Mecha-tronic devices occupy a lower position in the technology-sophistication scale, but they can be tremendously helpful to us in our daily struggles in life.
Washing machines take 95 percent of the effort off laundry, electric thermoflasks virtually eliminates the need to re-boil a pot of water for tea and, most recently, with electronic door locks, getting in and out of the home is at least 5 times faster and arguably more secure.
What’s important to realise here is the fact that none of these devices require the internet to work. They are made with mechanical parts and electronic components. And even though that may still be daunting, learning mecha-tronics has become a lot more accessible with the advent of cheap computer platforms like the open-source Arduino.
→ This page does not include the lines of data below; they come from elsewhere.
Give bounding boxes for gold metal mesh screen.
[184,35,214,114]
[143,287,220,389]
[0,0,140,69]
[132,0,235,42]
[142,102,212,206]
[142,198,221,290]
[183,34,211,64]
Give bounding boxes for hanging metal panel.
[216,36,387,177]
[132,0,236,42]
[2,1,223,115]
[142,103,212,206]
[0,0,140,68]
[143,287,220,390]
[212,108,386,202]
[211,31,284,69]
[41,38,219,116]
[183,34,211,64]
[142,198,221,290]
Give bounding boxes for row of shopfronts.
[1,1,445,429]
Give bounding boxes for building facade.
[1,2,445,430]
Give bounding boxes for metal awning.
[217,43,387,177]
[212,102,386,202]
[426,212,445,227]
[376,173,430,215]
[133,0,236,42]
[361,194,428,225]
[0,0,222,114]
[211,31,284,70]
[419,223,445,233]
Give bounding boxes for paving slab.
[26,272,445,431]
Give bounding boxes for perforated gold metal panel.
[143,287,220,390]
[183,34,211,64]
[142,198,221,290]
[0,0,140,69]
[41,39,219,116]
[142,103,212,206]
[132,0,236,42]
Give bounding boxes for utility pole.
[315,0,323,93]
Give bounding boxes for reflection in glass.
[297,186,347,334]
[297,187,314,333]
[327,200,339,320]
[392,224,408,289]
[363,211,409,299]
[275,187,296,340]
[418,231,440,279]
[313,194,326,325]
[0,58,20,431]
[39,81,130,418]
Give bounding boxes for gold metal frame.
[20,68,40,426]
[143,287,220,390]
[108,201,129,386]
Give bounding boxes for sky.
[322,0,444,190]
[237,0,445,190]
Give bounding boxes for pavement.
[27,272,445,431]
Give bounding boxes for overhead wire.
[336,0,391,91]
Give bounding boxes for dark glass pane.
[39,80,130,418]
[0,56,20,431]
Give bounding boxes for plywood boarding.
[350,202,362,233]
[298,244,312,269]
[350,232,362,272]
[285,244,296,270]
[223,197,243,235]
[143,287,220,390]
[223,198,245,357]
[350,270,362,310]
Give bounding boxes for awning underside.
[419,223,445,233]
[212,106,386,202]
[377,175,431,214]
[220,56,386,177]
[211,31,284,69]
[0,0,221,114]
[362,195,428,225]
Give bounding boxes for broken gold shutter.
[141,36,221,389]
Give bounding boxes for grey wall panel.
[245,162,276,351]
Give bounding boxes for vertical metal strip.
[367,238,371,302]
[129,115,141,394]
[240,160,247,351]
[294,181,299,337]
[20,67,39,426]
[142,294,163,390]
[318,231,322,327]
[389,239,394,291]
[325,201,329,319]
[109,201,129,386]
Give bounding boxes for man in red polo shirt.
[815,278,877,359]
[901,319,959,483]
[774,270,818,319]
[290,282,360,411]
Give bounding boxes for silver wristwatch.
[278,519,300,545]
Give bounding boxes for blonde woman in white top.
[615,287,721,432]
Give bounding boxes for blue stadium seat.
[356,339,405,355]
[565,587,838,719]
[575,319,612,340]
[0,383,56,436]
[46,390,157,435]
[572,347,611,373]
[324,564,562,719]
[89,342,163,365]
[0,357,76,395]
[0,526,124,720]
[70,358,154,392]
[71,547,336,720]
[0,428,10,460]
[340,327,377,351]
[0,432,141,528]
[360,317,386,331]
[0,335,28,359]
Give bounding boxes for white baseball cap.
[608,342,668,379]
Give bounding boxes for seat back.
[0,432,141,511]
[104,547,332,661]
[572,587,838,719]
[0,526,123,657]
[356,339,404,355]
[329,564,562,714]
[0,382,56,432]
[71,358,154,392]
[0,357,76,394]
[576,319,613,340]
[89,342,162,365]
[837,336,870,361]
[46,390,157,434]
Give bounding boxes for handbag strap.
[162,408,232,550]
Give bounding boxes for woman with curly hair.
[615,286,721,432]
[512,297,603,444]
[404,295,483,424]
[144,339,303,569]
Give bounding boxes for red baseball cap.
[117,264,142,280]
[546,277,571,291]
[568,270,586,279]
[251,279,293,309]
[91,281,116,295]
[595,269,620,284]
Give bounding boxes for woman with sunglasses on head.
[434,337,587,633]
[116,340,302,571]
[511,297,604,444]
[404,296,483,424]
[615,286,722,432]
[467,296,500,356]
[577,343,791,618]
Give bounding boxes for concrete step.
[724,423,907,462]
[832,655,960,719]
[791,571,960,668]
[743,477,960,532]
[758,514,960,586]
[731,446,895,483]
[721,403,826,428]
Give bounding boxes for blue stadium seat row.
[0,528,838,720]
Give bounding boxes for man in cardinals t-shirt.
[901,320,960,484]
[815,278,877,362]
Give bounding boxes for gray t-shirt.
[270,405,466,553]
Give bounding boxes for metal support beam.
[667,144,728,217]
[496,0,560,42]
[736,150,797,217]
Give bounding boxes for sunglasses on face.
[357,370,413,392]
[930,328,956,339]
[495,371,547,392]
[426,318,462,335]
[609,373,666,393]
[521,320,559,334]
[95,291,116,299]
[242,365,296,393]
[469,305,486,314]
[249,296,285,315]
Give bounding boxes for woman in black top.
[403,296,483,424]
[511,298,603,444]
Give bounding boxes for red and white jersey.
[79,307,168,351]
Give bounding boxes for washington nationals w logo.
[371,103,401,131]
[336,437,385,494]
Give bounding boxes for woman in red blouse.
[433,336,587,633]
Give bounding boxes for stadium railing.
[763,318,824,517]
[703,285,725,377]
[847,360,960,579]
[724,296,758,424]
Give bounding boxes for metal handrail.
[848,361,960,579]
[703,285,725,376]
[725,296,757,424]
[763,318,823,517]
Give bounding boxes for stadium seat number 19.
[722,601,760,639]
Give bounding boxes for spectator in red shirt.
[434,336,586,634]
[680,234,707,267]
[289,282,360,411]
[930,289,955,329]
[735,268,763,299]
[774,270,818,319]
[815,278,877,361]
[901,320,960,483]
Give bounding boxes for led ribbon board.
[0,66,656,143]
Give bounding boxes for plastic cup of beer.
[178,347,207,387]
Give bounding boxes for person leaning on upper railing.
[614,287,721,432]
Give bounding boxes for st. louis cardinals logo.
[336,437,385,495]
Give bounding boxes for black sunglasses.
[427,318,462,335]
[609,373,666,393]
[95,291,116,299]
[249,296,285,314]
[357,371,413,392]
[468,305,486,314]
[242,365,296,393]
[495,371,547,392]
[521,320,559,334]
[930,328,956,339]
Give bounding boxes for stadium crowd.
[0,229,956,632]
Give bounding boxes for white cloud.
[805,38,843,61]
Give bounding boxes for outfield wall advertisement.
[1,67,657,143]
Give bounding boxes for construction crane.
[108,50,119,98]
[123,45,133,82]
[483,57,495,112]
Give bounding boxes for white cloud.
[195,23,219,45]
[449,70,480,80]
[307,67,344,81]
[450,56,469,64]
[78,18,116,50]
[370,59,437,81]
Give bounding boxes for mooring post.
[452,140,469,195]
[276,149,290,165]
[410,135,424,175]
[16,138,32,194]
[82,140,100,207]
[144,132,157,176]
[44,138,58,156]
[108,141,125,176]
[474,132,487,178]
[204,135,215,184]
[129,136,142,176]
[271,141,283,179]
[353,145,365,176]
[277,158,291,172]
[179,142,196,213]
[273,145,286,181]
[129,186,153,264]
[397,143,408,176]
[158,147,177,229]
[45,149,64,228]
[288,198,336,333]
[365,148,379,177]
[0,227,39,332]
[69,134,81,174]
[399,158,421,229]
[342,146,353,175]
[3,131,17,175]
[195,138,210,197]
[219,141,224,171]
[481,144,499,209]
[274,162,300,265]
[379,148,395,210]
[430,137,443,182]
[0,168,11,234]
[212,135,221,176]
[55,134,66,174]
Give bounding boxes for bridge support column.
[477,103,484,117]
I’m an environmental scientist by training. That’s as different from mechanical and electrical engineering as it gets. But the Arduino platform has given me a chance to play around with electronics (and through motors and servos, mecha-tronics) and make interesting stuff.
A recent project was a small LED light that turns on automatically when I switch off my bedroom lights, which I wanted badly because it eliminates the chance of me stumbling over stuff on the floor (including my toy poodle, Brownie) when walking from the main light switch to my bed by illuminating the way.
I’ve got many more (logical) projects I’d like to work on to make life a little easier at home, and have already begun working on a few.
In fact, I’m thinking this might be useful to a number of people and am toying with the idea of compiling my projects in an easy to understand compendium. (If this sounds interesting to you, let me know in the comments.)
In any case, I hope more people (you) will take to learning skills that can be used to make life a little easier for yourself, and in the process, begin to see the till-then invisible middleworld of bytes and atoms.
This is part of a bigger movement, called hacking, and it’s one that comprises more and more of electronics as we once saw it did with software. I’m feeling it. Are you?